According to the court, neither a statutory (i.e., the State’s right to offset any amount due to a State agency from any person or entity) nor a contractual underpinning (i.e., the hospital’s form provider agreement with the State) was enough to overcome the Bankruptcy Code. The court explained: “were we to accept California’s contention that its statutory assertion of such a sweeping right of setoff alone establishes a sufficient logical relationship to warrant recoupment, we would effectively obliterate the distinction between recoupment and setoff and thereby exempt California entirely from the Bankruptcy Code’s restrictions on setoffs.” The court stressed that a factual link was critical – the competing obligations must arise from the same underlying actions.

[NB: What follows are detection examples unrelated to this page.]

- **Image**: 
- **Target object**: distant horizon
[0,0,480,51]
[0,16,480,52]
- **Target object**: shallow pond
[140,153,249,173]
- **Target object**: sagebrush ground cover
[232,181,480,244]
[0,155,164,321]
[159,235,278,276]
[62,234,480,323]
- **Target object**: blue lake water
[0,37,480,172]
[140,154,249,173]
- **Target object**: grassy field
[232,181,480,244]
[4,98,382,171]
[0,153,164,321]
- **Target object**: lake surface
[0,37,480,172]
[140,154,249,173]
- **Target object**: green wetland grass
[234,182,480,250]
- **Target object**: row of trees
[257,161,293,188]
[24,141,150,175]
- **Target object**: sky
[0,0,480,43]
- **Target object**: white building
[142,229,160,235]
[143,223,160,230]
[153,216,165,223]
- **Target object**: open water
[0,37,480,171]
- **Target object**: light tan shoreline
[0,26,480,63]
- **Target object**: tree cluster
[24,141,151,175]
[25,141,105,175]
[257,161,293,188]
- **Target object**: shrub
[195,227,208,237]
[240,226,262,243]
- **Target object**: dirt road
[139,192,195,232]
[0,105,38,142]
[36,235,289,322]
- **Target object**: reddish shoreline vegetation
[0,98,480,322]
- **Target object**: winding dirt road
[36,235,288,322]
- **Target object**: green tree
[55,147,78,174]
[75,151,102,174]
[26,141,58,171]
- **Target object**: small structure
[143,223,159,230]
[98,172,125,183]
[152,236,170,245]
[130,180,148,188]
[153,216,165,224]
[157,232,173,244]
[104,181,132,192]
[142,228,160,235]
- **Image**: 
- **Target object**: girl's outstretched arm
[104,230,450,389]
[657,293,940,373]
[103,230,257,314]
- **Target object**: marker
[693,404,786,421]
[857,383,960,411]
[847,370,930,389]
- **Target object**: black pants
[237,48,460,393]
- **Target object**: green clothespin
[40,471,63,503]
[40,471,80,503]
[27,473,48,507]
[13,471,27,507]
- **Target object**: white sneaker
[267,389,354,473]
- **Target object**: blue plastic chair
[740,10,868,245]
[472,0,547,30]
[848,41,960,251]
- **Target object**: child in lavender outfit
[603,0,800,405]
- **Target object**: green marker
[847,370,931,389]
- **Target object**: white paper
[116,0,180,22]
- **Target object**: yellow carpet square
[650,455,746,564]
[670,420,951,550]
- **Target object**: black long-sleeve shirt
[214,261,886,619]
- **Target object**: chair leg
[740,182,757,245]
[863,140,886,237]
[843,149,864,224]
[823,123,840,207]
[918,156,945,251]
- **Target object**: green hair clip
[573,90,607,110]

One aspect of the Gardens decision that may prove helpful to debtors is the treatment of subrogation claims. As we know from Section 553(a)(2) of the Bankruptcy Code, the post-petition act of acquiring the pre-petition claim of another creditor, whether by transfer, subrogation or otherwise, does not permit the use of that claim for purposes of setoff. This result should also, practically by definition, establish the absence of the factual link needed for recoupment. After all, if the creditor/subrogee hadn’t voluntarily inserted itself into the debtor-creditor relationship (the relationship between the debtor and the creditor/subrogor) there would be no factual connection at all between the debt and the new claim that the creditor might seek to recoup.
The Gardens court’s refusal to further “expand the concept of recoupment” has reinforced the narrow strictures of recoupment. To supply the necessary logical relationship for recoupment, a creditor must demonstrate both a legal and factual connection between the competing obligations. Otherwise, the ability to recoup would encroach upon and undermine the core purposes of the Bankruptcy Code’s limitations on setoff. At last, bankruptcy practitioners have a coherent and rigorous basis to disentangle setoff from recoupment.